On my recent trip to the Racetrack Playa, in a remote corner of Death Valley, I had the device face up to a clear sky trying to send the message for four or five hours. Nothing went through.

Obviously, this is not an acceptable state of affairs in a device supposed to be relied on in emergencies, so today I called customer service to try to see if there was something that could be straightened out. This was probably the single worst customer service experience in my life—a fairly strong statement. Among other things, I was told that thousands of people successfully used the device, so my experience of flakiness must be wrong. I was asked whether I’d held the button down for precisely two or three seconds. Of course, in wilderness situations I neither carry a stop-watch nor would be able to time things so precisely. I said, well yeah I held it down three or four seconds until it started blinking; the response, “I asked you whether you held it down two or three seconds.”

If you had to hold it down with such precision for it to work, then the device would be pretty much useless. I don’t mind so much that it didn’t work in Death Valley, but the utter rudeness of customer service is totally unacceptable.

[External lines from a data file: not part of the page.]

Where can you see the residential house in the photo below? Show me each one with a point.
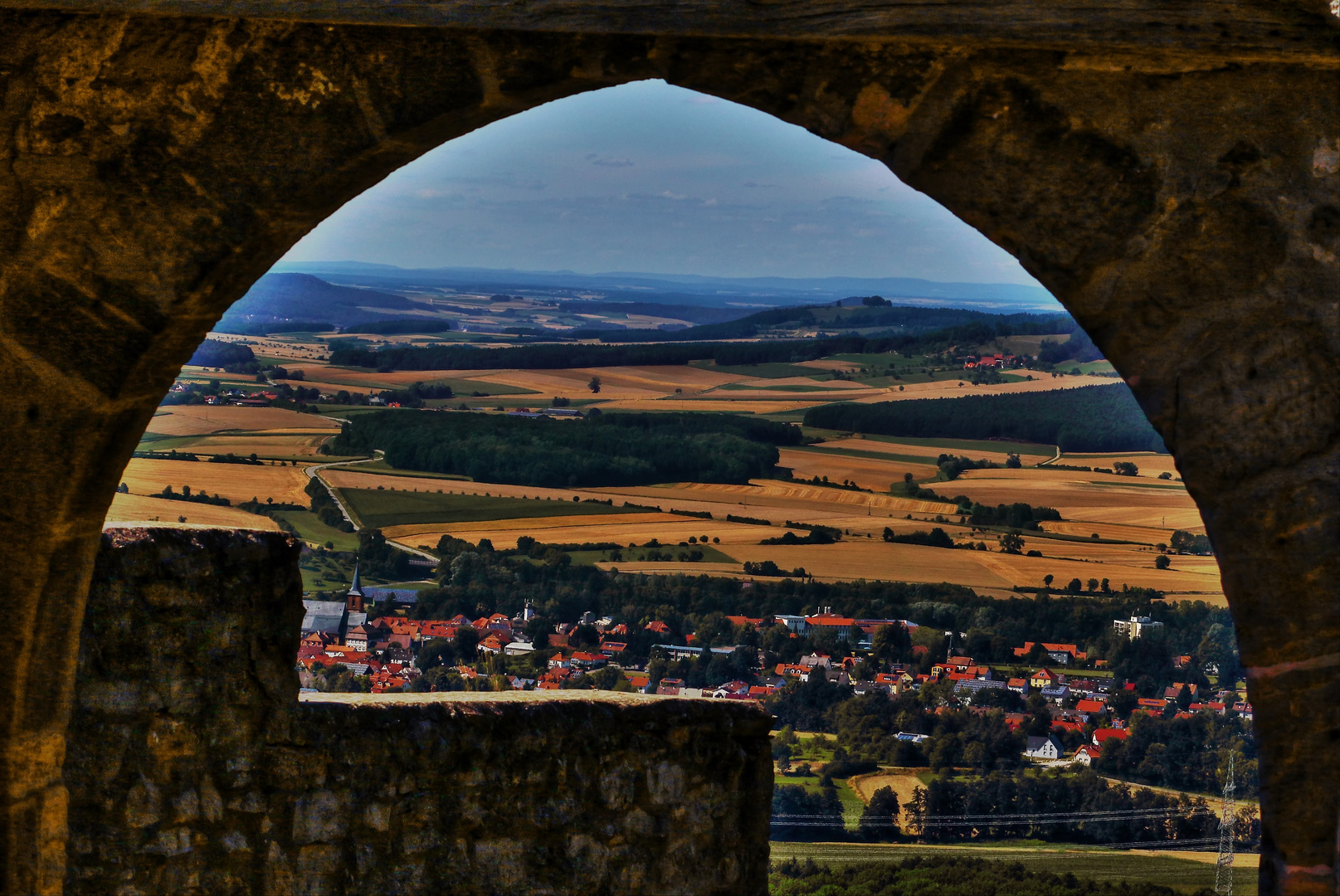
(1063, 654)
(1135, 626)
(1041, 678)
(1103, 736)
(1089, 709)
(1056, 694)
(1085, 754)
(357, 638)
(1045, 747)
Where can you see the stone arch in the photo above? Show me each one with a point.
(1181, 204)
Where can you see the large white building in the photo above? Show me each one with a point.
(1135, 626)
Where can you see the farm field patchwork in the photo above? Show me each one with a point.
(139, 508)
(867, 473)
(381, 508)
(1185, 872)
(233, 481)
(200, 420)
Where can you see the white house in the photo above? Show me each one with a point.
(1045, 747)
(1085, 754)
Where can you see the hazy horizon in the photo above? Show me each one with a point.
(653, 178)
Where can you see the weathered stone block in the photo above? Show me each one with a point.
(354, 793)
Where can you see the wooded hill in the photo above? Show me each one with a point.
(606, 450)
(1091, 418)
(562, 355)
(902, 320)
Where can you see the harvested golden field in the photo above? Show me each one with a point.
(950, 387)
(636, 528)
(904, 782)
(747, 405)
(573, 383)
(1070, 489)
(867, 473)
(198, 420)
(930, 453)
(275, 444)
(235, 481)
(137, 508)
(779, 493)
(1148, 462)
(873, 558)
(787, 396)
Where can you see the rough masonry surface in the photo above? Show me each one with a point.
(193, 767)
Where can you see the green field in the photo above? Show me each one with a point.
(873, 455)
(734, 387)
(381, 508)
(765, 371)
(313, 529)
(971, 445)
(383, 468)
(1095, 863)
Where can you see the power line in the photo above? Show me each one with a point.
(1224, 869)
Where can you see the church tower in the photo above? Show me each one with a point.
(354, 601)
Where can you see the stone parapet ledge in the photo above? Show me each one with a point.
(194, 763)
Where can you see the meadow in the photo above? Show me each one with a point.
(1128, 514)
(1182, 871)
(383, 508)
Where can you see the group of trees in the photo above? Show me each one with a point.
(1012, 516)
(233, 358)
(609, 450)
(1028, 793)
(324, 505)
(917, 876)
(1187, 754)
(1093, 418)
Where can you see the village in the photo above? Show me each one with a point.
(381, 652)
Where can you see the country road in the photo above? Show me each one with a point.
(313, 473)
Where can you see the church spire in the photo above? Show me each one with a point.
(354, 599)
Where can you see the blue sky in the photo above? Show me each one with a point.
(654, 178)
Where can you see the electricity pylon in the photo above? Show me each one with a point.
(1224, 872)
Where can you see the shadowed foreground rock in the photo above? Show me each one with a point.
(194, 767)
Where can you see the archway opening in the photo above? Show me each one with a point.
(1106, 501)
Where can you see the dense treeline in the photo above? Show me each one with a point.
(919, 876)
(1185, 754)
(1050, 793)
(928, 329)
(1078, 348)
(402, 326)
(1093, 418)
(607, 450)
(1016, 516)
(213, 353)
(559, 355)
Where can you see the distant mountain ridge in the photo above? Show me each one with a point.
(279, 298)
(686, 288)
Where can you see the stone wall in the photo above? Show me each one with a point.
(193, 767)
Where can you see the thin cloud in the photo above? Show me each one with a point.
(603, 161)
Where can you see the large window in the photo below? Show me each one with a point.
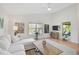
(33, 28)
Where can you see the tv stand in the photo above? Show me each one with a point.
(54, 35)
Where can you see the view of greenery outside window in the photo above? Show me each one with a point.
(33, 28)
(66, 30)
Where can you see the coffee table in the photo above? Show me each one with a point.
(48, 49)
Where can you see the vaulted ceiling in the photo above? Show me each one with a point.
(32, 8)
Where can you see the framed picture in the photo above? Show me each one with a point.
(20, 27)
(46, 28)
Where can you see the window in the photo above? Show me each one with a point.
(33, 28)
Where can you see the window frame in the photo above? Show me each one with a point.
(36, 28)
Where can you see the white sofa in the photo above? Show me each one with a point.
(8, 48)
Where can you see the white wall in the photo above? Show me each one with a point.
(38, 18)
(67, 14)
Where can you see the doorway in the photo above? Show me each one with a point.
(66, 30)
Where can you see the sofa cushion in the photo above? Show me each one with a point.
(4, 43)
(15, 39)
(4, 52)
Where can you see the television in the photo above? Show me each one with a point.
(55, 28)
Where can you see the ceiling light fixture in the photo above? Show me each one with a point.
(49, 8)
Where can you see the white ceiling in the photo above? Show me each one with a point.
(32, 8)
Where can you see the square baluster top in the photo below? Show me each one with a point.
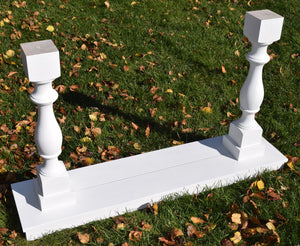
(263, 26)
(40, 60)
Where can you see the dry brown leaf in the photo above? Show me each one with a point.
(176, 232)
(197, 220)
(236, 238)
(135, 126)
(166, 241)
(236, 218)
(76, 129)
(223, 69)
(84, 238)
(147, 131)
(135, 236)
(146, 227)
(260, 184)
(96, 131)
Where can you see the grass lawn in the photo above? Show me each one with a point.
(144, 75)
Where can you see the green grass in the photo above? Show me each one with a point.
(177, 45)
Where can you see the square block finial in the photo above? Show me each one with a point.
(263, 26)
(40, 60)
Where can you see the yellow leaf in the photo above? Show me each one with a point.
(155, 208)
(147, 131)
(89, 161)
(176, 232)
(260, 185)
(86, 139)
(236, 218)
(10, 53)
(169, 91)
(270, 226)
(76, 129)
(197, 220)
(207, 110)
(93, 116)
(237, 53)
(96, 131)
(236, 238)
(50, 28)
(137, 146)
(84, 238)
(3, 169)
(103, 56)
(223, 69)
(121, 226)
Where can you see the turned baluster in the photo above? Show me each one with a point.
(262, 28)
(42, 65)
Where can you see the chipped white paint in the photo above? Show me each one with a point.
(60, 199)
(244, 140)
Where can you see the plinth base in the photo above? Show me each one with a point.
(115, 187)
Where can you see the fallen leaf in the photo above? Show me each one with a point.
(207, 110)
(137, 146)
(223, 69)
(50, 28)
(166, 241)
(135, 126)
(76, 129)
(169, 91)
(226, 242)
(270, 226)
(236, 238)
(84, 238)
(260, 185)
(135, 236)
(10, 53)
(146, 227)
(13, 234)
(96, 131)
(147, 131)
(197, 220)
(237, 53)
(93, 116)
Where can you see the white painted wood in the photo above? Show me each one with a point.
(115, 187)
(58, 199)
(41, 66)
(262, 27)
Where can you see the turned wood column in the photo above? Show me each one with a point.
(42, 65)
(262, 28)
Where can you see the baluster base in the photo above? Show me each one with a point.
(113, 188)
(54, 192)
(244, 143)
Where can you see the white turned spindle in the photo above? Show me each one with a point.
(42, 65)
(262, 28)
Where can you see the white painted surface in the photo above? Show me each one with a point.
(41, 65)
(114, 187)
(262, 27)
(58, 199)
(40, 60)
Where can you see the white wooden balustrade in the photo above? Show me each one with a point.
(59, 199)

In my phone call, I mentioned giving workshops and recommending the device, and that it would be hard to continue to do so unless I could get it to work. The response: “You can tell anyone anything you like.”

My apologies to anyone who has subscribed on my recommendation.

I can guess why this company doesn’t get more complaints about their service: my thought is that people buy it, subscribe, and then never really use it in wilderness conditions. Don’t say I haven’t warned you: the Emperor has no clothes, and FindMeSpot Not!

This Post Has One Comment

  1. Also mentioned this service in my “Creative Night” book, which I now regret.